May 21: The Selena Experience – Los Chicos del 512, Vacaville Performing Arts Theater, 1010 Ulatis Ave., Vacaville, vpat.net.

Note: COVID-19 changes events frequently. Please check the relevant websites or Facebook pages.

January 21, Arts and Leisure Supply: Actions – Instances-Herald

Thursday: Lisa Geduldig presents… Lockdown Comedy with Greg Proops, Ophira Eisenberg, Sandra Valls, Lisa Geduldig, and Arline Geduldig, 7pm via Zoom, $ 10 to $ 20, CityBoxOffice.com.

Saturday: The online film “She’s Not Mine” was written and directed by Tiffany McHenry and shows Mario Hodge, Dominique Montgomery and Erik Qualls, empresstheatre.org.

January 23: Fantastic Negrito streamed live, 6:30 p.m., ftpresent.com.

February 5th: Live streaming from Eric Martin and The Skeleton Crew, Downtown Theater, Fairfield, 8 p.m., ftpresent.com.

13th February: Con Funk Shun, streamed live from the Downtown Theater, Fairfield, 6:30 p.m., ftpresent.com.

February 12-14: Jim Brickman in “Share the Love, LIVE! Practical “Friday 6pm, Saturday 4pm and 7pm, Sunday 4pm and 7pm Live Streaming Concert, Early Bird $ 40 or $ 50 after February 1st. A portion of the proceeds will go to the Vacaville Performing Arts Theater. Visit Jimbrickman .com.

14th of February: “Fall in Love with the Blues,” Empress Theater’s 109th Anniversary with Alvon Johnson streamed live, 7:30 pm, $ 9, empresstheatre.org.

27th of February: Jackie Green Quartet streamed live from the Downtown Theater in Fairfield. For information, ftpresent.com.

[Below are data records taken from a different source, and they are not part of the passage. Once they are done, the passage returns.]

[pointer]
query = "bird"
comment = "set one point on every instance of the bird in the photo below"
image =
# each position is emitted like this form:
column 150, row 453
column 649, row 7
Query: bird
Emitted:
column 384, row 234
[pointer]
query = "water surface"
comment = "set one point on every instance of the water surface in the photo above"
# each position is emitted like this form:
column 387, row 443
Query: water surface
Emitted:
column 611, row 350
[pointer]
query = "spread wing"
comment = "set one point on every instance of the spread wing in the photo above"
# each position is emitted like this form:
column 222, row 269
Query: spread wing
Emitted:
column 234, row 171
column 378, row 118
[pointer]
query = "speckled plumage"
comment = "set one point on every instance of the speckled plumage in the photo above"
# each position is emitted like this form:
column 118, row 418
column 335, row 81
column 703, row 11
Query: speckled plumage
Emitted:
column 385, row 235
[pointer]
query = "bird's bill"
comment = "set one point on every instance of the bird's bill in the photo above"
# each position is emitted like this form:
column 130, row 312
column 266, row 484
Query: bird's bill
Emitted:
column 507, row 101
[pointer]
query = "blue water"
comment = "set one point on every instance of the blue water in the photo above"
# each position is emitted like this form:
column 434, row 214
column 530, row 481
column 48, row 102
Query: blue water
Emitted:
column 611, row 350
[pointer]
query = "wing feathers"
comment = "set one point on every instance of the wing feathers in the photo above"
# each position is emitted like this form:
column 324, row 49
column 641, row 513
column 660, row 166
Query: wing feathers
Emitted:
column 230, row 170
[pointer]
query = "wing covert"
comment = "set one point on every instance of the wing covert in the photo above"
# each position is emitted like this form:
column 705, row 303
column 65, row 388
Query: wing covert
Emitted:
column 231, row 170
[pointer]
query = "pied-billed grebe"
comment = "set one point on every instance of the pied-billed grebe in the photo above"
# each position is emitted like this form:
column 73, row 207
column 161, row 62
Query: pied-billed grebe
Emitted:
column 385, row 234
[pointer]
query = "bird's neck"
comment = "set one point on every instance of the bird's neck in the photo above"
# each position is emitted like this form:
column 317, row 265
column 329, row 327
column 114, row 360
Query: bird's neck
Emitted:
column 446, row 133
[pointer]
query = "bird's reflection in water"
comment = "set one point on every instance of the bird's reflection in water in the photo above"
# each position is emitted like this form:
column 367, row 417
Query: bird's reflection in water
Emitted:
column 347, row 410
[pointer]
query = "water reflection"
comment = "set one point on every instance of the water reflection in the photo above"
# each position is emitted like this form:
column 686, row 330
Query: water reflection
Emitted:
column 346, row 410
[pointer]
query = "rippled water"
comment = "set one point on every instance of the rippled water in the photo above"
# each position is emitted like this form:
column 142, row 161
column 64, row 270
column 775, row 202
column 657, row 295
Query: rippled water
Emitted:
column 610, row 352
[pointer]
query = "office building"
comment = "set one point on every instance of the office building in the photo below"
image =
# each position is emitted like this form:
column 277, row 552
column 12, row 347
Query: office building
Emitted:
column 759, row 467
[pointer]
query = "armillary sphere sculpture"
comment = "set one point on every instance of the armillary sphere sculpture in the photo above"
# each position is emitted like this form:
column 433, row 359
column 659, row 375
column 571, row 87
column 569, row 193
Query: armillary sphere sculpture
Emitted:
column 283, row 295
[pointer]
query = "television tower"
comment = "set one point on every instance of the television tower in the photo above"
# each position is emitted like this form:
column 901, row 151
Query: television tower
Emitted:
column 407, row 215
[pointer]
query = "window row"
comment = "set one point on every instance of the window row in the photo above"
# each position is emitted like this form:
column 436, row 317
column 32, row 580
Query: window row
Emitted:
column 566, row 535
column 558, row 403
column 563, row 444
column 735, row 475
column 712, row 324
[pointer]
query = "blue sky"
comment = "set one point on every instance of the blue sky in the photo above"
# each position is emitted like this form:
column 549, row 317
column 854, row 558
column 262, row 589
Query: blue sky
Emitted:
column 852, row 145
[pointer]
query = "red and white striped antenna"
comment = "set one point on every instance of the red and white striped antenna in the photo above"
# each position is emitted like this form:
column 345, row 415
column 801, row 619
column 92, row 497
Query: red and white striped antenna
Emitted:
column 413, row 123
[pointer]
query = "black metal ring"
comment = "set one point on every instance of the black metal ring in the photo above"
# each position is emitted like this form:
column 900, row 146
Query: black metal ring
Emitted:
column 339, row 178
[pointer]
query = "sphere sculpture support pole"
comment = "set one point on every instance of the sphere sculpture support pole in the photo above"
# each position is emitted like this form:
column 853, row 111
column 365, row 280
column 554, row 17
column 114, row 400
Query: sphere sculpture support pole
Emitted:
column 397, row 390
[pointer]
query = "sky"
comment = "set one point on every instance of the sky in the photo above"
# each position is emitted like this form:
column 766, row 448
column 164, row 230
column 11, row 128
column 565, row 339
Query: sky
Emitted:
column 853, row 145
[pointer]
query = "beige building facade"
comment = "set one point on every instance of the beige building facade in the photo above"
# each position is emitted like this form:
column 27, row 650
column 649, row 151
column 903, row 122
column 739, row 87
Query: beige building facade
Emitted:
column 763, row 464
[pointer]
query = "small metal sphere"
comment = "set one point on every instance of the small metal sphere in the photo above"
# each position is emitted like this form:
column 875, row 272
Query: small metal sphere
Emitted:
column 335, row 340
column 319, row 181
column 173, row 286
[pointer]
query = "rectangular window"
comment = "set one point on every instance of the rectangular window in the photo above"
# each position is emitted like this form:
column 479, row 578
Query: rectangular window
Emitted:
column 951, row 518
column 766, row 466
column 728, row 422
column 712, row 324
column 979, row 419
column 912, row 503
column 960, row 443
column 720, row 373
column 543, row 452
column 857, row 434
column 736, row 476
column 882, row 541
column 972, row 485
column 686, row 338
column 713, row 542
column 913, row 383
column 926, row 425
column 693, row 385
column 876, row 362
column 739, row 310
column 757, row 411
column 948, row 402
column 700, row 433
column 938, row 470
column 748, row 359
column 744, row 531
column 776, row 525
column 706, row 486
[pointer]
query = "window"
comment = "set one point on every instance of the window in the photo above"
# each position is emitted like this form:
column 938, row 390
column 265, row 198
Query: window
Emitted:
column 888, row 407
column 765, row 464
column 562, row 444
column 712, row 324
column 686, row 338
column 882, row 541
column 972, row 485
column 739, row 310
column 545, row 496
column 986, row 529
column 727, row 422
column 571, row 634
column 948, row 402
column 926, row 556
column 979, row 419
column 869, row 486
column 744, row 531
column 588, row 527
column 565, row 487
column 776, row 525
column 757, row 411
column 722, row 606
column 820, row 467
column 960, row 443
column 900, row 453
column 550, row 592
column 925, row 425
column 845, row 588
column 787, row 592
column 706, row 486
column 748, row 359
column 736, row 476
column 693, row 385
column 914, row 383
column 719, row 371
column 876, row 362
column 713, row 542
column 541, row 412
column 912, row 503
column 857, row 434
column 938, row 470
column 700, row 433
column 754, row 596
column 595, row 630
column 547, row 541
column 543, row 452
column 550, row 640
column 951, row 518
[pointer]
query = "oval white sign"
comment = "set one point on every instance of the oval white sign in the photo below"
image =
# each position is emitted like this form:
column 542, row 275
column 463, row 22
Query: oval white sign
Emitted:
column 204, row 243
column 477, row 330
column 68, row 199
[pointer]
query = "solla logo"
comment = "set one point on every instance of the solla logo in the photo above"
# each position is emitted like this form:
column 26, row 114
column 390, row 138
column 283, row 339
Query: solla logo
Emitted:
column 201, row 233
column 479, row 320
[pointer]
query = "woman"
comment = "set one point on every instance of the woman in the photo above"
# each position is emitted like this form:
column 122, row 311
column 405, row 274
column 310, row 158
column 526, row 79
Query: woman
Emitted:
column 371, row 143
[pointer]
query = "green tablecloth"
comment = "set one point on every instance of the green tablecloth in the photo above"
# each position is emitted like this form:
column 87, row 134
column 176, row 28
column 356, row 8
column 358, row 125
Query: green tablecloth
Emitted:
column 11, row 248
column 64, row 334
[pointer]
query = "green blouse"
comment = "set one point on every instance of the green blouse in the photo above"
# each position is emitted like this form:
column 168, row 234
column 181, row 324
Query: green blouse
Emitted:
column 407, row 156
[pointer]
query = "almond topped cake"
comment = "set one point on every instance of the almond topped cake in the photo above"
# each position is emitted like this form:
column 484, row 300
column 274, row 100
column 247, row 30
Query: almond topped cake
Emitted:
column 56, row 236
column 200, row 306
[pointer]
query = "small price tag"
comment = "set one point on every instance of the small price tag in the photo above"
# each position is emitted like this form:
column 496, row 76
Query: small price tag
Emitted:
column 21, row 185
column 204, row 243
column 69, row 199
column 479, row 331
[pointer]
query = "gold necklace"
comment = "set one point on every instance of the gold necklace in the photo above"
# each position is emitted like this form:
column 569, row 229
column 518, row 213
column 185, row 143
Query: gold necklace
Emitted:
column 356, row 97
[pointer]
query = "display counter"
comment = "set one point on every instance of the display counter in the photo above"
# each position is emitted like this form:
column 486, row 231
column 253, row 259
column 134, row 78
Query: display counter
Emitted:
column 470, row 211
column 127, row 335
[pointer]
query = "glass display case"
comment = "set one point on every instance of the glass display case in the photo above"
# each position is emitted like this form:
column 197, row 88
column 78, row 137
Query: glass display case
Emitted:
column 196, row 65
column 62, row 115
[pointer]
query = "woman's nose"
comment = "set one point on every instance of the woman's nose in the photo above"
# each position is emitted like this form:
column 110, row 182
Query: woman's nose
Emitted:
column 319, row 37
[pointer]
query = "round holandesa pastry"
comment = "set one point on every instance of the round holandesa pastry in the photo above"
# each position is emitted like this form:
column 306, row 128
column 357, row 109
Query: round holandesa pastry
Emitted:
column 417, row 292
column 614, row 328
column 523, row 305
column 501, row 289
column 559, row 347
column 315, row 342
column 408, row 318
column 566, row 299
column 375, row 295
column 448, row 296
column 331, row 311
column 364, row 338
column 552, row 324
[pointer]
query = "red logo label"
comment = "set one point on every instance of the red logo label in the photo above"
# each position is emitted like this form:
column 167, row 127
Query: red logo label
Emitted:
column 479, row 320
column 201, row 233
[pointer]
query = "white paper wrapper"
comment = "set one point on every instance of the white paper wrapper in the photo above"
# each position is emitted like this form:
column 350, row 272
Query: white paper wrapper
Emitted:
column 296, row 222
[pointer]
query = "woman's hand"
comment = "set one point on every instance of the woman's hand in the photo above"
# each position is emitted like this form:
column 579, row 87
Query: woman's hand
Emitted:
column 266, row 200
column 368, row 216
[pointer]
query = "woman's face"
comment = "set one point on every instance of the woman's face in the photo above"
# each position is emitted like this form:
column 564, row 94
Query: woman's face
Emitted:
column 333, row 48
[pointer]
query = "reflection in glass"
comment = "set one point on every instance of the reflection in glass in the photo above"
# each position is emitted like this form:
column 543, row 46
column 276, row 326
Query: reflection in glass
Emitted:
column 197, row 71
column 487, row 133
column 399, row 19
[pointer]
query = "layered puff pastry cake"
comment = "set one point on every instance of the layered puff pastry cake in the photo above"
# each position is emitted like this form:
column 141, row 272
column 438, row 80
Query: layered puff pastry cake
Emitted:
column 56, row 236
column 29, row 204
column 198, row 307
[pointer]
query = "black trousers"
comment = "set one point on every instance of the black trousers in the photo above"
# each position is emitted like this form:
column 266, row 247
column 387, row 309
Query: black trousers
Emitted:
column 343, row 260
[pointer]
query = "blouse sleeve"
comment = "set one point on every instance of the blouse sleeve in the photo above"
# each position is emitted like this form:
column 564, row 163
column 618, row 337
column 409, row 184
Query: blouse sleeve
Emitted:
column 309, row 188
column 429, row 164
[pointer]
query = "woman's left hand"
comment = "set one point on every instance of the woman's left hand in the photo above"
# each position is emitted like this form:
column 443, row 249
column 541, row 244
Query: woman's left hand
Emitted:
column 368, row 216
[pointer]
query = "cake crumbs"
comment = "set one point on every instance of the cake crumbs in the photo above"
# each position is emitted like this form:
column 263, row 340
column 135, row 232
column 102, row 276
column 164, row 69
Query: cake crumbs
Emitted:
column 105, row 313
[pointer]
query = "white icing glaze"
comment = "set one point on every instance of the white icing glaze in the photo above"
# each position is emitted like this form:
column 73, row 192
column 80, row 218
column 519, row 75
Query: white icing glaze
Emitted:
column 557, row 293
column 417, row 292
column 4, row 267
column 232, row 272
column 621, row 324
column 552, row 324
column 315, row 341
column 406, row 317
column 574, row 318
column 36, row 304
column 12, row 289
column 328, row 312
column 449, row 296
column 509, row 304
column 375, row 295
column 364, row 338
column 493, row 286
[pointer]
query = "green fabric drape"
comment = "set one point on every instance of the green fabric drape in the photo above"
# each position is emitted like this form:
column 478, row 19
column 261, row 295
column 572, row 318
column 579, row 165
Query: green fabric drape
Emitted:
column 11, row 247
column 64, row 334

March 18th: Frozen Jr., Vacaville Performing Arts Theater, 1010 Ulatis Ave., Vacaville, vpat.net.

March 21st: Postponed until March 2022. A conversation with Amy Tan, 2 p.m., Vacaville Performing Arts Theater, 1010 Ulatis Ave., Vacaville, vpat.net.

March 24th: Menopause, The Musical, Vacaville Performing Arts Theater, vpat.net.

May 21: The Selena Experience – Los Chicos del 512, Vacaville Performing Arts Theater, 1010 Ulatis Ave., Vacaville, vpat.net.